Figure 5 presents an overview of joint angle estimation differences (the RMSE values being calculated for each subject in the test set). For all the models, knee flexion, femur abduction, and femur flexion were the angles estimated as having the smallest differences to the reference. On the other hand, elbow flexion, neck flexion, and shoulder flexion were the angles with the largest differences. Nevertheless, neither for the upper limbs nor lower limbs, no variation larger than 5° was observed in the differences of joint angles estimated with different models. The significance of the effects of face blurring on the angle estimation differences was then revealed by statistical tests.
The statistical test results shown in Table 2 were the p-values of one-way repeated measures ANOVA tests for each joint angle. In the ANOVA test, our null hypothesis was that there was no variation in the mean value of the angle calculation RMSE in different experiments.

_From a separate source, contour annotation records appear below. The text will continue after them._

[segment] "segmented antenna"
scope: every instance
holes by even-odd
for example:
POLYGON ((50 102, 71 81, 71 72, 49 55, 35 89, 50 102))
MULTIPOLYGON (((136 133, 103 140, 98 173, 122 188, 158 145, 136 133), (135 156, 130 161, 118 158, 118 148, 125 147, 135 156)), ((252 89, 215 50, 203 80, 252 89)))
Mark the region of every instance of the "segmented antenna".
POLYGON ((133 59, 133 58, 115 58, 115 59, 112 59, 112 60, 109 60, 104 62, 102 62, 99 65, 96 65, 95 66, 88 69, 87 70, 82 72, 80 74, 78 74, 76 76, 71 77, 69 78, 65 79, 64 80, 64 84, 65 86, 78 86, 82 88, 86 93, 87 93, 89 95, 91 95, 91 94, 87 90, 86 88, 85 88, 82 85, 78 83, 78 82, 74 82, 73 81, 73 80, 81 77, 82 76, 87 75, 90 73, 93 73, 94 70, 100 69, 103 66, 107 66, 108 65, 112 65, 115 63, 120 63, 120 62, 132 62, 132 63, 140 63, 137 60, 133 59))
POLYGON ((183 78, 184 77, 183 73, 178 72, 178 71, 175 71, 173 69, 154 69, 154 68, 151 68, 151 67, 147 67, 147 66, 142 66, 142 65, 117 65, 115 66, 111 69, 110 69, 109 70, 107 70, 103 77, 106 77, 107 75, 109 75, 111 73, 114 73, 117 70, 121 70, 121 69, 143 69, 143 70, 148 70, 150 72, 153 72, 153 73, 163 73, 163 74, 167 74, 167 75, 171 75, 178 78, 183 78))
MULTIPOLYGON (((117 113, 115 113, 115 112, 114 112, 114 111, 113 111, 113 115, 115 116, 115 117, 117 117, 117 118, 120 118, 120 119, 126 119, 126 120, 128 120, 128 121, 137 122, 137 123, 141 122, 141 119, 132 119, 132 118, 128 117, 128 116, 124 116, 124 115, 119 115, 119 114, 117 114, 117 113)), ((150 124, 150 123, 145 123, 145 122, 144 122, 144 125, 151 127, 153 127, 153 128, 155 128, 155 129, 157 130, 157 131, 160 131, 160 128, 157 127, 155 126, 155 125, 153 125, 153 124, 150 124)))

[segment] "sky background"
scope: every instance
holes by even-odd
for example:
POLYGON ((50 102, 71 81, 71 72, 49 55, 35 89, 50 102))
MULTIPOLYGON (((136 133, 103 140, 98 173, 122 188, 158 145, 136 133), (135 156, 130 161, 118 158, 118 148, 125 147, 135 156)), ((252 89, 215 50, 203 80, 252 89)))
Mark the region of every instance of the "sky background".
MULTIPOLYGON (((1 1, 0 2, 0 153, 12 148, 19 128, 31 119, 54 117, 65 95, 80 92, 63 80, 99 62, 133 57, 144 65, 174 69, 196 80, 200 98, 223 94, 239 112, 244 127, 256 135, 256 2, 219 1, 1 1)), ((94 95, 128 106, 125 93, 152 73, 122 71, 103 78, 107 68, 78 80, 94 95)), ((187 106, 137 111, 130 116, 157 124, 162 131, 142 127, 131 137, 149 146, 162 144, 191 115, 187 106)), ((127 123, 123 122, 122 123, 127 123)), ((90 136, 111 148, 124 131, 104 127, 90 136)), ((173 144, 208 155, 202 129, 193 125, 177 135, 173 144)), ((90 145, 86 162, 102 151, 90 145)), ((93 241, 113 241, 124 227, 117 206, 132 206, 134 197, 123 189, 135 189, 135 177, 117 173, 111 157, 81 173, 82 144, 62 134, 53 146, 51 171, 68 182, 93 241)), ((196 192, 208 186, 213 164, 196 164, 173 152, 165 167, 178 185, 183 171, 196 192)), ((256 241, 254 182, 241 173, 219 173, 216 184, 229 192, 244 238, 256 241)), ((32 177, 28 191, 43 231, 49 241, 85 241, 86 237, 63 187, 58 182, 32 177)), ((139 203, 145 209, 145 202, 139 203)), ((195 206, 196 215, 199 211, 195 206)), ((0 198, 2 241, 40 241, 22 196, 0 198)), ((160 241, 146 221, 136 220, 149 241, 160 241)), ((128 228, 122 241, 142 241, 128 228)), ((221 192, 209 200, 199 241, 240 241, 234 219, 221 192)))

Therefore, when the p-value was lower than 0.05, we rejected the null hypothesis whereby the effect of face blurring on corresponding joint angle calculations was considered statistically significant. From the results, no statistically significant variation was found on all joint angle calculations except one. The elbow flexion was affected with statistical significance (p-value = 0.040) by the different experiment setups.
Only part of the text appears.